Metals like zinc and nickel could retain gains due to possible supply side pressures but others like aluminium and copper might slip into negative due to increased supplies, says Robin Bhar of Societe Generale.
Metals like zinc and nickel could retain gains due to possible supply side pressures by end of calendar year but others like aluminium and copper might slip into negative due to increased supplies, says Robin Bhar of Societe Generale.
"Copper supplies are expected to increase as more mines open up, while in aluminium idle capacities are expected to come on board," Bhar said in an interview to CNBC-TV18.
He has a positive outlook on gold with prices seen touching USD 1,300 per ounce on seasonal or festive buying in India. However, with US Presidential elections and a Federal Reserve rate increase expected in December, the longer term outlook for gold prices remains uncharted, he says.
Below is the transcript of Robin Bhar’s interview to Manisha Gupta on CNBC-TV18.
Q: What is your sense on what the markets seem to be making out of the Chinese data because on one side, we have seen them on the weaker side. The trade data was weak, you also have seen the private investments at record lows. The only thing that seems to be doing well really is the state firms and they continue to expand. Do you think that is enough to keep the base metals space higher?
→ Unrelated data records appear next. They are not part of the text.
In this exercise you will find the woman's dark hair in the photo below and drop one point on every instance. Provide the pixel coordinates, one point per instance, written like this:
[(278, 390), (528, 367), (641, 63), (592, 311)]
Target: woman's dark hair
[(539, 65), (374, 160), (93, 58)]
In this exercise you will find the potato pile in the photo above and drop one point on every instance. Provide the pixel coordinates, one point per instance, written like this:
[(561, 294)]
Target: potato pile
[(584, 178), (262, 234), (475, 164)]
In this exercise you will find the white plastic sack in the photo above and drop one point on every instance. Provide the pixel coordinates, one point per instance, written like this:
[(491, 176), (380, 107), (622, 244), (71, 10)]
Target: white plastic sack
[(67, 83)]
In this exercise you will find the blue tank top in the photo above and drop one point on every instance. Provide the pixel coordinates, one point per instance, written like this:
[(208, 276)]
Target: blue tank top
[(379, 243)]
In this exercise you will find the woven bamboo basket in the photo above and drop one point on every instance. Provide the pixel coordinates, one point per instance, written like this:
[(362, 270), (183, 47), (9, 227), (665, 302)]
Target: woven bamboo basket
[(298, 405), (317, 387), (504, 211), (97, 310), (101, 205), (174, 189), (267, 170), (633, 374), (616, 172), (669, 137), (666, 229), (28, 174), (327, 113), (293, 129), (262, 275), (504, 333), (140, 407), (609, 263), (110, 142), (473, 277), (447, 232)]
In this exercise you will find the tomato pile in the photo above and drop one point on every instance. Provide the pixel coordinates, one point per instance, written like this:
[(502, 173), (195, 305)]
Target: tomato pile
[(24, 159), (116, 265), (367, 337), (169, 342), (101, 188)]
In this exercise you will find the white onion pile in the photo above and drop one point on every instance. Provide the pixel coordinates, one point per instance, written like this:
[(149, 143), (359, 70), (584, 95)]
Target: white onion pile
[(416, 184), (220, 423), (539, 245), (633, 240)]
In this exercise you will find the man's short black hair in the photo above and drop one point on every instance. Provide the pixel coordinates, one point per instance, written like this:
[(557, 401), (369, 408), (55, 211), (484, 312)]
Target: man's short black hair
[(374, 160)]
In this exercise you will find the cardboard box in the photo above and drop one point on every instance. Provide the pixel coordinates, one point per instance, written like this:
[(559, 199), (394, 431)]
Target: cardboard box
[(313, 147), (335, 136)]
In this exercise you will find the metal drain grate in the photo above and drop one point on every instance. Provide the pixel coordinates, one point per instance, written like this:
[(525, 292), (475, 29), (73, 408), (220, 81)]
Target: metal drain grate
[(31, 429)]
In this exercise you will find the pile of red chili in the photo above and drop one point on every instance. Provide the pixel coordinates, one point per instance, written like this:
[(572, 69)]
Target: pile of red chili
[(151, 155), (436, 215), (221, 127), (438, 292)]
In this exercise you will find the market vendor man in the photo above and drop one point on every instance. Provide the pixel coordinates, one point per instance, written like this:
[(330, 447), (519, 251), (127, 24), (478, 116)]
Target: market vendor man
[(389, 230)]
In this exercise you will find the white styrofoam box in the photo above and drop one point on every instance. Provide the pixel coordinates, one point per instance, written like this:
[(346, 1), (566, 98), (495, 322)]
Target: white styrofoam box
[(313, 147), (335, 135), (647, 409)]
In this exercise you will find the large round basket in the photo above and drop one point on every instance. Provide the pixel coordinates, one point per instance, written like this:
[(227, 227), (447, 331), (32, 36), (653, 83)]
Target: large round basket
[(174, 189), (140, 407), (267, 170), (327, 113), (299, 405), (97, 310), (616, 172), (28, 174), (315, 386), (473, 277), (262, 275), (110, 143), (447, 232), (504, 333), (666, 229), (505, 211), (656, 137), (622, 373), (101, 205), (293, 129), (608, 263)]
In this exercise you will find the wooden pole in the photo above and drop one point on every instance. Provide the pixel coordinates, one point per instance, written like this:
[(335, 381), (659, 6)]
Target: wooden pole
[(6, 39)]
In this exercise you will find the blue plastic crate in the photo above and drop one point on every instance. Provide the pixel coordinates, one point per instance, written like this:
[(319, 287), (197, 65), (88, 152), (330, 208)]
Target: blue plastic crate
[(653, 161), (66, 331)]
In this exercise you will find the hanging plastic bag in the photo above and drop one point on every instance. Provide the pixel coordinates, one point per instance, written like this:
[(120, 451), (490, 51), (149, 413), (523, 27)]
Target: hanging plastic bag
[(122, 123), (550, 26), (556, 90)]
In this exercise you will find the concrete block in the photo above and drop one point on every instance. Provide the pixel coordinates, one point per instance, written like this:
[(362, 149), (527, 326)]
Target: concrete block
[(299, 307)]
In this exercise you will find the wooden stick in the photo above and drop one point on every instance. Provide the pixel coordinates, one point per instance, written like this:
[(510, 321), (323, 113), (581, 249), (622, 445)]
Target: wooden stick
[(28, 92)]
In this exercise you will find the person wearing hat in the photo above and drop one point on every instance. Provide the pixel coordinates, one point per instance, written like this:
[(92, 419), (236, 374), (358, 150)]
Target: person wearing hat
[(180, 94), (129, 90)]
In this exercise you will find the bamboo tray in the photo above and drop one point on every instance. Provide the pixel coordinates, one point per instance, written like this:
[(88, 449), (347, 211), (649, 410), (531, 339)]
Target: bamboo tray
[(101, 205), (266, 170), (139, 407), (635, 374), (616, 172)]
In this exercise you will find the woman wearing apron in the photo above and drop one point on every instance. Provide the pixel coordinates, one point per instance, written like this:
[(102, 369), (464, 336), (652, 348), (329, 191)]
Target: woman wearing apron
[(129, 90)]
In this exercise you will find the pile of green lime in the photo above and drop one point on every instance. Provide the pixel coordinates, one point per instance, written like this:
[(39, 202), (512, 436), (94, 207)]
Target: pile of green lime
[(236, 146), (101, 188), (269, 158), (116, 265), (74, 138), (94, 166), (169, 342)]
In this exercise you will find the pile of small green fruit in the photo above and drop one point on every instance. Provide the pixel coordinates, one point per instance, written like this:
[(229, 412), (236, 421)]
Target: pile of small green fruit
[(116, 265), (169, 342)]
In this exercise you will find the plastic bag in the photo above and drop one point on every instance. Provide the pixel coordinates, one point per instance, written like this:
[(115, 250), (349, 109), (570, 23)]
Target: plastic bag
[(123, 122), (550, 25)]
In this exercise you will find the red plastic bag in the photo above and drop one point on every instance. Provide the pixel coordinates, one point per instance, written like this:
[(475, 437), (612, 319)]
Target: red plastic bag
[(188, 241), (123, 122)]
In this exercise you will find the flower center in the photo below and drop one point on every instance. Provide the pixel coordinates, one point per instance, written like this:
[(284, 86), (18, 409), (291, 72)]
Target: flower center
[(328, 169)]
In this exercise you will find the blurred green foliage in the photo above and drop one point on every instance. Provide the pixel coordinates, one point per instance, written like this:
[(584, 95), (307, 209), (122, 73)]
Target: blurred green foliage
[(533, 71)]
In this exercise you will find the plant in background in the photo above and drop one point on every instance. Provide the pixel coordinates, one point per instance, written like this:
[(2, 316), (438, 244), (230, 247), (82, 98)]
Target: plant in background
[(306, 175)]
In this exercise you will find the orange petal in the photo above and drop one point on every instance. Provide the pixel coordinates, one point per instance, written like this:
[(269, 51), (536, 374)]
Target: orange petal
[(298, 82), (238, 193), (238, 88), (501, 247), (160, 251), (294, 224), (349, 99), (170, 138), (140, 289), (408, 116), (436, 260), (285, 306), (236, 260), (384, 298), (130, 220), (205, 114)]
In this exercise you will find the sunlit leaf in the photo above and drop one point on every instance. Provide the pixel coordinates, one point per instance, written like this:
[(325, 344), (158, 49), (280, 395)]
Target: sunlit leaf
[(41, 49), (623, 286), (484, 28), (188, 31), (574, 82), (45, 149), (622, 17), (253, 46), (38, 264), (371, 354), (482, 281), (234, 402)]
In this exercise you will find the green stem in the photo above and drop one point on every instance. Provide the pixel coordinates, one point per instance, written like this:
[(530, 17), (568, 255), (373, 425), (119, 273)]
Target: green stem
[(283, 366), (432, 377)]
A: We think it is unlikely to provide enough of a compensation to the overall structural weakness that we are seeing in China. Of course, the trade data was a worry, but perhaps, we should not be too concerned with just one month’s worth of data. Let us see what the coming months are going to produce. But we think that the rebound in the Chinese economy will fade over time because fiscal stimulus and infrastructure spending probably have had the maximum impact, so we do continue to see China posing a negative backdrop to industrial metals.
What worries us most is the gradual depreciation of the Chinese currency not just against the dollar, but against a basket of currencies and this seems to have accelerated since the yuan became the member of the International Monetary Fund’s (IMF) Special Drawing Rights (SDR) basket on October 1. So, there is enough worries to cap industrial metals although the fourth quarter should see an uptick in physical buying. Question is will it be enough to support the downside.
Q: So, what is your sense? With the kind of buying or the positive returns that we are standing in, in sense of metals, do you see this sector closing the calendar year with those kind of gains?
A: We will see those gains held on to, particularly for some of the smaller metals where it is not a question of demand, but constraints on supply and here we are talking about zinc, nickel, tin and lead where there is tightness in supplies and we would think that those metals could largely hold on to their gains. But for the two larger metals, aluminium and copper, we could see those splitting into negative territory because more supply is expected particularly for copper with mines ramping up and with aluminium, we expect the Chinese to restart a significant amount of idle capacity as well as bringing on new smelting capacity in the second half of this year and also going into 2017. So, a bit of a mixed picture.